東京都中央区を例に制度の内容をご紹介します。
中央区児童育成手当を受給している方を対象に、下記施設を利用したときに1人3,000円(年1回)まで補助されます。
- 東京ディズニーランド
- 東京ディズニーシー
- 東京ドームシティ
- 東京サマーランド
- サンリオピューロランド
- キッザニア東京
家賃が安くなる
住宅手当は、民間賃貸住宅に居住している場合に、家賃の補助・助成が受けられます。
※家賃債務保証料とは、住宅の賃貸借契約に当たって、家賃債務を担保するために家賃債務保証会社に支払う保証料のことです。
兵庫県神戸市を例に制度の内容をご紹介します。
対象者 | ひとり親 |
助成条件 | 居住面積が25平方メートル以上の新耐震基準に適合している住宅 公営住宅に落選したこと |
助成金額 | 家賃補助月1万5千円(最大) 家賃債務保証料補助6万円(最大) 最大6年間(一番下のお子様が18歳に達して以後、最初の3月31日まで) |
所得制限 | 世帯全員の所得合算額が市営住宅の収入基準(政令月収158,000円以下) |
他に制度を実施している自治体
児童育成手当(東京都のみ)
東京都独自の給付金制度で、ひとり親家庭など、子どもの健やかな成長を助成することを趣旨としています。
対象者 | ひとり親 |
助成条件 | 高校3年生までの子供がいる |
助成金額 | 支給対象児童1人につき月額13,500円 |
所得制限 | 所得制限を超えないこと |
公正証書等作成費補助金(川崎市など)
養育費に関する「公正証書」「調停調書」等の作成において負担した費用が補助されます。
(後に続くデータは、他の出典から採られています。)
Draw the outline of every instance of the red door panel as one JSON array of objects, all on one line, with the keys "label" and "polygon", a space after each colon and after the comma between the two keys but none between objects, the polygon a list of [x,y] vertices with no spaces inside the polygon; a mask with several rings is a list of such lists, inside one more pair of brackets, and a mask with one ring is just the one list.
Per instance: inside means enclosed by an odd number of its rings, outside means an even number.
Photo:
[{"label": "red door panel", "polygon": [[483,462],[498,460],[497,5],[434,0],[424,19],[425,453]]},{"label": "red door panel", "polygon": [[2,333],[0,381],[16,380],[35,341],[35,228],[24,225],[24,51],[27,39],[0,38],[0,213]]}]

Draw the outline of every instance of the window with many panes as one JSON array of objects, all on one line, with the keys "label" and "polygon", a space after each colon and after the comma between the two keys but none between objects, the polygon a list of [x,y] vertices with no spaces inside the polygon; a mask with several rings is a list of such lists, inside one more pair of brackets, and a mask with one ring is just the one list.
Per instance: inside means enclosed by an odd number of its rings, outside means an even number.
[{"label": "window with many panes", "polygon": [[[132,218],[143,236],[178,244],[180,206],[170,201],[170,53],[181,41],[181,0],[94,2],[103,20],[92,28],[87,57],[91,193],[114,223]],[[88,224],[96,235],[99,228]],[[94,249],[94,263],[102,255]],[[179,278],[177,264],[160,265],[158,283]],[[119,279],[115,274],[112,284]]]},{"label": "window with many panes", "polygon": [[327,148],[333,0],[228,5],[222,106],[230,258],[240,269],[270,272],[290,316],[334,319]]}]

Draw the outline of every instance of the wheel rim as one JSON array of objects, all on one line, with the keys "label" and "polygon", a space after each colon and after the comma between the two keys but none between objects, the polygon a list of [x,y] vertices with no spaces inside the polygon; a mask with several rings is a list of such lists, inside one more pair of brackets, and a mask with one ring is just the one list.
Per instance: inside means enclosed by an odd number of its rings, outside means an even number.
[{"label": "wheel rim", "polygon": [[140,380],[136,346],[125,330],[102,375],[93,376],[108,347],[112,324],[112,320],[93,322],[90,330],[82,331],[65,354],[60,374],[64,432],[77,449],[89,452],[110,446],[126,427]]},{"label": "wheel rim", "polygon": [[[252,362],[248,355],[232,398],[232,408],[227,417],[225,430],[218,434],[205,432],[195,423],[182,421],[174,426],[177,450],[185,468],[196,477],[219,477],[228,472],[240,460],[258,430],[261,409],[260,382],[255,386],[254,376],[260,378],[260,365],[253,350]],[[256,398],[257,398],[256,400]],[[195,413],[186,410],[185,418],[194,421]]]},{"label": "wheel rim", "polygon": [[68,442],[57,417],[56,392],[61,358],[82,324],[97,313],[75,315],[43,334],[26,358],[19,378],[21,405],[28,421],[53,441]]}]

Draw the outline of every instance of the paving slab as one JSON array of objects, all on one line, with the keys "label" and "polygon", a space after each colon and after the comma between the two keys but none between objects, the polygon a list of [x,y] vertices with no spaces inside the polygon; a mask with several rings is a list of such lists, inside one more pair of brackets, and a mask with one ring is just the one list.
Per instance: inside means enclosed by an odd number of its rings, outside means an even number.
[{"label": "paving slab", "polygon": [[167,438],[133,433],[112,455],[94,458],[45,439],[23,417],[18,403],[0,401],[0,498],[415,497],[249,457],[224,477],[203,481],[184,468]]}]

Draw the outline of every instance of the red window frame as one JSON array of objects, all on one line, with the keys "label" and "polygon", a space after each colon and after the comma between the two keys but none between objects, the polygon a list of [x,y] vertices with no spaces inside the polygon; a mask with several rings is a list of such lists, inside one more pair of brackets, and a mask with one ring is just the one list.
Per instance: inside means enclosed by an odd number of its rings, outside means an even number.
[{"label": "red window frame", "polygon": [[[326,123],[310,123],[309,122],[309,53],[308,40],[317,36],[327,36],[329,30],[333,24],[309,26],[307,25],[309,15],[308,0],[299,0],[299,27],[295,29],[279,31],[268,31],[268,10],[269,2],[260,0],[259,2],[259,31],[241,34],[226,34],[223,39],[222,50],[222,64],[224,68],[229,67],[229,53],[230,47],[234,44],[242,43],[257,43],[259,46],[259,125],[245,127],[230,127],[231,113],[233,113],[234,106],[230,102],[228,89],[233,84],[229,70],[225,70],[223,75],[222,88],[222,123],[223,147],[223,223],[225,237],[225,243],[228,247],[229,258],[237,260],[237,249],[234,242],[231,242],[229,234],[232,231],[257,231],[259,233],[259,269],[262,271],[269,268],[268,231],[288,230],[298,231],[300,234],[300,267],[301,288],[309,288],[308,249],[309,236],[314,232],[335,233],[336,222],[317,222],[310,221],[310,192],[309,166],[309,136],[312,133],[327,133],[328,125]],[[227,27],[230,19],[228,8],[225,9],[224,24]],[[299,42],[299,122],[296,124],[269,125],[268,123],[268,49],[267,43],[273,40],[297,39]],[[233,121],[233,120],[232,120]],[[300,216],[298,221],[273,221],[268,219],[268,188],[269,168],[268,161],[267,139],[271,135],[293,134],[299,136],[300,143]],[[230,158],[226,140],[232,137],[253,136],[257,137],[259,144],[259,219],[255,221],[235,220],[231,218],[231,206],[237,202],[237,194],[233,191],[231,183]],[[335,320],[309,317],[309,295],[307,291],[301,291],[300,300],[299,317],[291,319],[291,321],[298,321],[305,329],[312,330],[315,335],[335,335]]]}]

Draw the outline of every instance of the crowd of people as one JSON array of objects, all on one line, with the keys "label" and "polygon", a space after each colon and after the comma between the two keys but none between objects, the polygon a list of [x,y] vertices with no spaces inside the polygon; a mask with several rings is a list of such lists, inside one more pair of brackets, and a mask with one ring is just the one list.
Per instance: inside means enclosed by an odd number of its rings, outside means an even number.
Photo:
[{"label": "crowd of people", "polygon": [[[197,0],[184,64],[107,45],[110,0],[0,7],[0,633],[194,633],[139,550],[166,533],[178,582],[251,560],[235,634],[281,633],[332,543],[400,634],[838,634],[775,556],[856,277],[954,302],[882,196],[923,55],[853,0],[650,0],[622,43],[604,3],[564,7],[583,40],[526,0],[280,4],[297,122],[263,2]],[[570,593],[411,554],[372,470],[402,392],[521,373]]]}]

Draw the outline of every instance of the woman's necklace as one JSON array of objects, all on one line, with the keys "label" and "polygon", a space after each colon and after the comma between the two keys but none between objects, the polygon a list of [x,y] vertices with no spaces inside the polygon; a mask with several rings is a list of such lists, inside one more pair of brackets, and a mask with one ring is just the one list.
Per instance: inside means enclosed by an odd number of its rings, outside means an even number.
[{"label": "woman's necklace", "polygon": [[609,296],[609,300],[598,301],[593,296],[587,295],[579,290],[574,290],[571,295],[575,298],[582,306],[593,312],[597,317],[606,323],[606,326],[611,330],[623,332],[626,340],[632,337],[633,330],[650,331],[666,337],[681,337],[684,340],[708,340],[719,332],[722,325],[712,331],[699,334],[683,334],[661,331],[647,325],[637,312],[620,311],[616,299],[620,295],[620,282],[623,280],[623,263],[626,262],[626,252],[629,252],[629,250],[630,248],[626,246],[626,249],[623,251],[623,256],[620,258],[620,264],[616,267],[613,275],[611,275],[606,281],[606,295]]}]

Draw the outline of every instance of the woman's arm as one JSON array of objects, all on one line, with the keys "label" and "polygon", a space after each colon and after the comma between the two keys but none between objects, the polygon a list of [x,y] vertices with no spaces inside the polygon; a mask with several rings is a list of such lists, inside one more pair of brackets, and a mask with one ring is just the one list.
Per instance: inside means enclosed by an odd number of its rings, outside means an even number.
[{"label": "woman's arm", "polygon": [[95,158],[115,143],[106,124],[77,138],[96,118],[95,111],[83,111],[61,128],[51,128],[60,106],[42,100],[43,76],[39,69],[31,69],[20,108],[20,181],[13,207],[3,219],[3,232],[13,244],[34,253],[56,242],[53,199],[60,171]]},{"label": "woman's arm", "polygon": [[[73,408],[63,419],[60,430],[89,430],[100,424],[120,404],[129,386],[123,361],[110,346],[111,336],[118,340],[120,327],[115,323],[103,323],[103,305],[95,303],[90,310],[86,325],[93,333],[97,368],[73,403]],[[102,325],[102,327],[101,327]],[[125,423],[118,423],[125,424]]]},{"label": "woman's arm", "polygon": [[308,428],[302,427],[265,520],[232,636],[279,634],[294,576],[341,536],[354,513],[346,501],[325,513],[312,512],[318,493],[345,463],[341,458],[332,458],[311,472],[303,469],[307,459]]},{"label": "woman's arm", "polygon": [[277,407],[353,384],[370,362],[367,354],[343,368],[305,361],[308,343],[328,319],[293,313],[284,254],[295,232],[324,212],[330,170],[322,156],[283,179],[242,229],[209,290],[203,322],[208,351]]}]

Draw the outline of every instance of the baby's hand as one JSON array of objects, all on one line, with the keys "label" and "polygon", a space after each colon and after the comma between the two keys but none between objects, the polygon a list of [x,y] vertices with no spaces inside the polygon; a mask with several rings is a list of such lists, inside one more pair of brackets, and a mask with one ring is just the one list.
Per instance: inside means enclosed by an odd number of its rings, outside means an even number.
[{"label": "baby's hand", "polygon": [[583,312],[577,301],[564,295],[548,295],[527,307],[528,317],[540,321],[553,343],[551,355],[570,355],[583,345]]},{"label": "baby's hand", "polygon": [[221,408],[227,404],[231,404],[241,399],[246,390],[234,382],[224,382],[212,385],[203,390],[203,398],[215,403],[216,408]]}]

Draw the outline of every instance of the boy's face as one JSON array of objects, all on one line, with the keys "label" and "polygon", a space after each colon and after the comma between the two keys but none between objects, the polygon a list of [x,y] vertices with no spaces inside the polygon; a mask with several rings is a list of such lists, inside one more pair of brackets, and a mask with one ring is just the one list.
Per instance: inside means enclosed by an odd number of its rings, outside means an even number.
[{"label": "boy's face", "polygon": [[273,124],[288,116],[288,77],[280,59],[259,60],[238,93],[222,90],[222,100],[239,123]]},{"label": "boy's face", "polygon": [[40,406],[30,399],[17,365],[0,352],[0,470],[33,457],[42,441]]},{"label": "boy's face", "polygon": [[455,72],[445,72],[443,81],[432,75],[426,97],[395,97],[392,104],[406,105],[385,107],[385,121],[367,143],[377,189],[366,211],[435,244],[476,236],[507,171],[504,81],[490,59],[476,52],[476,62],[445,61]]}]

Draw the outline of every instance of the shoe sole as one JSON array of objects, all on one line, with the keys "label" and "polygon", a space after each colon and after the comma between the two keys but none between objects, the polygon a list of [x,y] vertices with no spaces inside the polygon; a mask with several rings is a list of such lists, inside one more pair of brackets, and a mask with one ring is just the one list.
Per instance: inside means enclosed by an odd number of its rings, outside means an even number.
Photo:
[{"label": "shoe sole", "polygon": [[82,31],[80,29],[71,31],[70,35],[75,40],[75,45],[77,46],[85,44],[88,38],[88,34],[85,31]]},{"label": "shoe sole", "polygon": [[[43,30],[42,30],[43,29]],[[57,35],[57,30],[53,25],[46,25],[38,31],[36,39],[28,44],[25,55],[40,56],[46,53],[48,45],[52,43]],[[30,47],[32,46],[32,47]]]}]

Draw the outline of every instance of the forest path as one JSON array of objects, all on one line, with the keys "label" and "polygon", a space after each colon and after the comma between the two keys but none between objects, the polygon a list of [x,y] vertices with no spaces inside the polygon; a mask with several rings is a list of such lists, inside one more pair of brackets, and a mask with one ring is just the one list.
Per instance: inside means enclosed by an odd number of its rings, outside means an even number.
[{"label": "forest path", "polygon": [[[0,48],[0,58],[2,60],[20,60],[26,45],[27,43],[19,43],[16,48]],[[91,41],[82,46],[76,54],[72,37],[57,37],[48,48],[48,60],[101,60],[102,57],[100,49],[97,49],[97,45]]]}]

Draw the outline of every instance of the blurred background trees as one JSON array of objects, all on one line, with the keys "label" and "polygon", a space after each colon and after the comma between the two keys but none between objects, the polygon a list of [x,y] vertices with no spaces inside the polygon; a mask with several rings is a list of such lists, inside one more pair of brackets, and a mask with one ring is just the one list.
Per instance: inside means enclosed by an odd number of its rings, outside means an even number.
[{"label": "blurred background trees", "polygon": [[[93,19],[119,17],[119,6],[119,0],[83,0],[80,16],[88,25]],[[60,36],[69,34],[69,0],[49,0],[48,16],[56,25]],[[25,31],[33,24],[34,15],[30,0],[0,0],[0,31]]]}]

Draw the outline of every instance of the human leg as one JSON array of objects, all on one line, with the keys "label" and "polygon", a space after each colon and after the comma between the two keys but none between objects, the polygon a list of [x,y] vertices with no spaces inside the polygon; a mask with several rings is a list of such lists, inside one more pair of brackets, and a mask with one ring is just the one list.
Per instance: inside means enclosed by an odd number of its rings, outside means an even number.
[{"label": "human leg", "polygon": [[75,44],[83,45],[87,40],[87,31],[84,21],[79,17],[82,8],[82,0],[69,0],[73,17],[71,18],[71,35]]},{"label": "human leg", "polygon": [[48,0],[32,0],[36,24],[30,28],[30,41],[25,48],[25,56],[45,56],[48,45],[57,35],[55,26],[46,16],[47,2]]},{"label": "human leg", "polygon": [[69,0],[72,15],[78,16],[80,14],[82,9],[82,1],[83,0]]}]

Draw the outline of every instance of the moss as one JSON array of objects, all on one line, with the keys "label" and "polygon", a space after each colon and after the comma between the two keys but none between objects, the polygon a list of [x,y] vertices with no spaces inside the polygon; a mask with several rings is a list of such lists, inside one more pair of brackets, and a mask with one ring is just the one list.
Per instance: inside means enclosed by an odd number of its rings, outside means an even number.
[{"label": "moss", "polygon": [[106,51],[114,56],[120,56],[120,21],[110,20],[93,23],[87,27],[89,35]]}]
対象者 | 川崎市在住のひとり親家庭で、20歳に満たない子の保護者 |
助成条件 | 養育費の取り決めの対象者となる児童を扶養している方 養育費の取決めに係る費用を負担した方 過去に同様の補助金を受けていない方 |
助成金額 | 上限額は5万円 ・公証人手数料(養育費の取決め以外の法律行為のみの手数料は除く) ・家庭裁判所に対する養育費請求、離婚の申立て又は訴訟に要する収入・印紙に係る費用 ・家庭裁判所又は公証役場に提出する戸籍謄本等の書類取得に係る費用 ・上記のものを家庭裁判所又は公証役場に提出するための郵送費に係る費用 |
所得制限 | なし |
他に支援がある自治体
長野県、横浜市、東京23区、さいたま市、船橋市、名古屋市、滋賀県、大阪市、神戸市、岡山県、島根県、佐賀県、福岡県など
養育費保証支援事業補助金(福岡県など)
養育費保証契約を保証会社と締結する際の本人負担費用(保証料)に対して、補助金が支給されます。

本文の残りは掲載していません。